Adolescent depression beyond DSM definition: a network analysis
European child & adolescent psychiatry
Adolescence; Depressive symptoms; Diagnostic and statistical manual of mental disorders; Patient outcome assessment; Psychometrics
Calls for refining the understanding of depression beyond diagnostic criteria have been growing in recent years. We examined the prevalence and relevance of DSM and non-DSM depressive symptoms in two Brazilian school-based adolescent samples with two commonly used scales, the Patient Health Questionnaire (PHQ-A) and the Mood and Feelings Questionnaire (MFQ). We analyzed cross-sectional data from two similarly recruited samples of adolescents aged 14-16 years, as part of the Identifying Depression Early in Adolescence (IDEA) study in Brazil. We assessed dimensional depressive symptomatology using the PHQ-A in the first sample (n = 7720) and the MFQ in the second sample (n = 1070). We conducted network analyses to study symptom structure and centrality estimates of the two scales. Additionally, we compared centrality of items included (e.g., low mood, anhedonia) and not included in the DSM (e.g., low self-esteem, loneliness) in the MFQ. Sad mood and worthlessness items were the most central items in the network structure of the PHQ-A. In the MFQ sample, self-hatred and loneliness, two non-DSM features, were the most central items and DSM and non-DSM items in this scale formed a highly interconnected network of symptoms. Furthermore, analysis of the MFQ sample revealed DSM items not to be more frequent, severe or interconnected than non-DSM items, but rather part of a larger network of symptoms.
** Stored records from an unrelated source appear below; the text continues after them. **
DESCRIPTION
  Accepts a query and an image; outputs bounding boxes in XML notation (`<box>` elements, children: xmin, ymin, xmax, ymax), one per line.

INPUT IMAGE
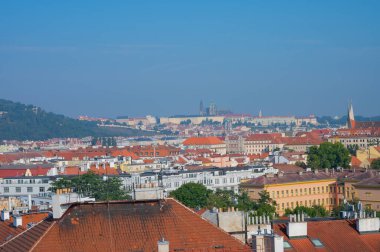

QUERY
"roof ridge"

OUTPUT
<box><xmin>0</xmin><ymin>216</ymin><xmax>50</xmax><ymax>248</ymax></box>
<box><xmin>29</xmin><ymin>220</ymin><xmax>57</xmax><ymax>251</ymax></box>
<box><xmin>166</xmin><ymin>198</ymin><xmax>247</xmax><ymax>246</ymax></box>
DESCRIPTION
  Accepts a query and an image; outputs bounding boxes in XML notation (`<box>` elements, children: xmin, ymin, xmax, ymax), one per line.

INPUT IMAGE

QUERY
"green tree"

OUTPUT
<box><xmin>285</xmin><ymin>205</ymin><xmax>328</xmax><ymax>218</ymax></box>
<box><xmin>295</xmin><ymin>161</ymin><xmax>307</xmax><ymax>169</ymax></box>
<box><xmin>307</xmin><ymin>142</ymin><xmax>351</xmax><ymax>169</ymax></box>
<box><xmin>52</xmin><ymin>171</ymin><xmax>130</xmax><ymax>201</ymax></box>
<box><xmin>207</xmin><ymin>189</ymin><xmax>237</xmax><ymax>209</ymax></box>
<box><xmin>347</xmin><ymin>144</ymin><xmax>359</xmax><ymax>156</ymax></box>
<box><xmin>371</xmin><ymin>158</ymin><xmax>380</xmax><ymax>169</ymax></box>
<box><xmin>237</xmin><ymin>192</ymin><xmax>257</xmax><ymax>212</ymax></box>
<box><xmin>170</xmin><ymin>182</ymin><xmax>212</xmax><ymax>208</ymax></box>
<box><xmin>256</xmin><ymin>190</ymin><xmax>277</xmax><ymax>216</ymax></box>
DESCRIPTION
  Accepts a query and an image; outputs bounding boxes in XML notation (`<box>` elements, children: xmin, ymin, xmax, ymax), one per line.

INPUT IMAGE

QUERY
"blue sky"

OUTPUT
<box><xmin>0</xmin><ymin>0</ymin><xmax>380</xmax><ymax>117</ymax></box>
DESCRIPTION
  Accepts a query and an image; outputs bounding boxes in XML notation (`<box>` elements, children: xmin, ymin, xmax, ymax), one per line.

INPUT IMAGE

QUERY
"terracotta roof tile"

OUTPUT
<box><xmin>183</xmin><ymin>136</ymin><xmax>224</xmax><ymax>146</ymax></box>
<box><xmin>0</xmin><ymin>199</ymin><xmax>251</xmax><ymax>252</ymax></box>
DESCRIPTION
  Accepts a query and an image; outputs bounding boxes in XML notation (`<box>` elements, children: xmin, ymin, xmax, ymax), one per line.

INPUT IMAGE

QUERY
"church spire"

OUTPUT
<box><xmin>347</xmin><ymin>101</ymin><xmax>356</xmax><ymax>129</ymax></box>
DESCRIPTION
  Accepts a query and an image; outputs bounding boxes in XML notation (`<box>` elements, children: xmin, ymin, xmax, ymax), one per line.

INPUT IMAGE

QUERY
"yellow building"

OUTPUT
<box><xmin>356</xmin><ymin>146</ymin><xmax>380</xmax><ymax>168</ymax></box>
<box><xmin>353</xmin><ymin>175</ymin><xmax>380</xmax><ymax>211</ymax></box>
<box><xmin>240</xmin><ymin>172</ymin><xmax>339</xmax><ymax>216</ymax></box>
<box><xmin>240</xmin><ymin>170</ymin><xmax>380</xmax><ymax>215</ymax></box>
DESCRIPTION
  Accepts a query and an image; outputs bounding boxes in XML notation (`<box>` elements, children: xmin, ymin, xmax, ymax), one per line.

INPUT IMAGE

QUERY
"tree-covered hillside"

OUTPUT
<box><xmin>0</xmin><ymin>99</ymin><xmax>151</xmax><ymax>140</ymax></box>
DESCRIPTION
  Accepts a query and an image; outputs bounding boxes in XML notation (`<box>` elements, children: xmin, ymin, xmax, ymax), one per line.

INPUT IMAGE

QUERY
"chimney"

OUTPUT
<box><xmin>286</xmin><ymin>213</ymin><xmax>307</xmax><ymax>239</ymax></box>
<box><xmin>157</xmin><ymin>238</ymin><xmax>169</xmax><ymax>252</ymax></box>
<box><xmin>252</xmin><ymin>230</ymin><xmax>284</xmax><ymax>252</ymax></box>
<box><xmin>1</xmin><ymin>209</ymin><xmax>9</xmax><ymax>221</ymax></box>
<box><xmin>356</xmin><ymin>212</ymin><xmax>380</xmax><ymax>234</ymax></box>
<box><xmin>13</xmin><ymin>215</ymin><xmax>22</xmax><ymax>227</ymax></box>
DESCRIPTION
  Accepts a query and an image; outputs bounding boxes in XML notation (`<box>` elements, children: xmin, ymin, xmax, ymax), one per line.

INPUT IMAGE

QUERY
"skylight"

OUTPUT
<box><xmin>310</xmin><ymin>238</ymin><xmax>324</xmax><ymax>248</ymax></box>
<box><xmin>284</xmin><ymin>241</ymin><xmax>292</xmax><ymax>249</ymax></box>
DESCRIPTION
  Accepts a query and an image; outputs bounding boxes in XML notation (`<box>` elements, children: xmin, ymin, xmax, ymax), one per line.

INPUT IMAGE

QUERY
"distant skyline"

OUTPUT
<box><xmin>0</xmin><ymin>0</ymin><xmax>380</xmax><ymax>117</ymax></box>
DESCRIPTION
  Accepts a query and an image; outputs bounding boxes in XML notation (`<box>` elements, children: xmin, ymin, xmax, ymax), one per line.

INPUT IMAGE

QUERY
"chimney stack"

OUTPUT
<box><xmin>356</xmin><ymin>211</ymin><xmax>380</xmax><ymax>234</ymax></box>
<box><xmin>286</xmin><ymin>213</ymin><xmax>307</xmax><ymax>239</ymax></box>
<box><xmin>1</xmin><ymin>209</ymin><xmax>9</xmax><ymax>221</ymax></box>
<box><xmin>13</xmin><ymin>215</ymin><xmax>22</xmax><ymax>227</ymax></box>
<box><xmin>157</xmin><ymin>237</ymin><xmax>169</xmax><ymax>252</ymax></box>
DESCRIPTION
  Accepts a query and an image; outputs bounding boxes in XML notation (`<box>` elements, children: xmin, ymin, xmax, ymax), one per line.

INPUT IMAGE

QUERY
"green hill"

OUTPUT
<box><xmin>0</xmin><ymin>99</ymin><xmax>152</xmax><ymax>140</ymax></box>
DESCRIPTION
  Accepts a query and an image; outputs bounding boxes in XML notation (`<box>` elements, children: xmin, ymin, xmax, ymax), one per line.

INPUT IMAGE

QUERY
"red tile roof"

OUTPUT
<box><xmin>183</xmin><ymin>136</ymin><xmax>224</xmax><ymax>146</ymax></box>
<box><xmin>351</xmin><ymin>156</ymin><xmax>362</xmax><ymax>167</ymax></box>
<box><xmin>273</xmin><ymin>164</ymin><xmax>304</xmax><ymax>173</ymax></box>
<box><xmin>0</xmin><ymin>213</ymin><xmax>49</xmax><ymax>245</ymax></box>
<box><xmin>0</xmin><ymin>199</ymin><xmax>251</xmax><ymax>252</ymax></box>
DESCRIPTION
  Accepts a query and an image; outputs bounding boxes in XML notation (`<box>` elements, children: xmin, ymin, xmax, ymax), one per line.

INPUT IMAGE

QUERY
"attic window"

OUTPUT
<box><xmin>310</xmin><ymin>239</ymin><xmax>324</xmax><ymax>248</ymax></box>
<box><xmin>284</xmin><ymin>241</ymin><xmax>292</xmax><ymax>249</ymax></box>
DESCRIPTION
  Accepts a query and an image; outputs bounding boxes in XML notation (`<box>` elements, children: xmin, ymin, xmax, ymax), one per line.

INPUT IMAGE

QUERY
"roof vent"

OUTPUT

A focus on symptoms might advance research on adolescent depression by enhancing our understanding of the disorder.
Manfro, Pedro H.; Pereira, Rivka B.; Rosa, Martha; Cogo-Moreira, Hugo; Fisher, Helen L.; Kohrt, Brandon A.; Mondelli, Valeria; and Kieling, Christian, "Adolescent depression beyond DSM definition: a network analysis" (2023). GW Authored Works. Paper 3000.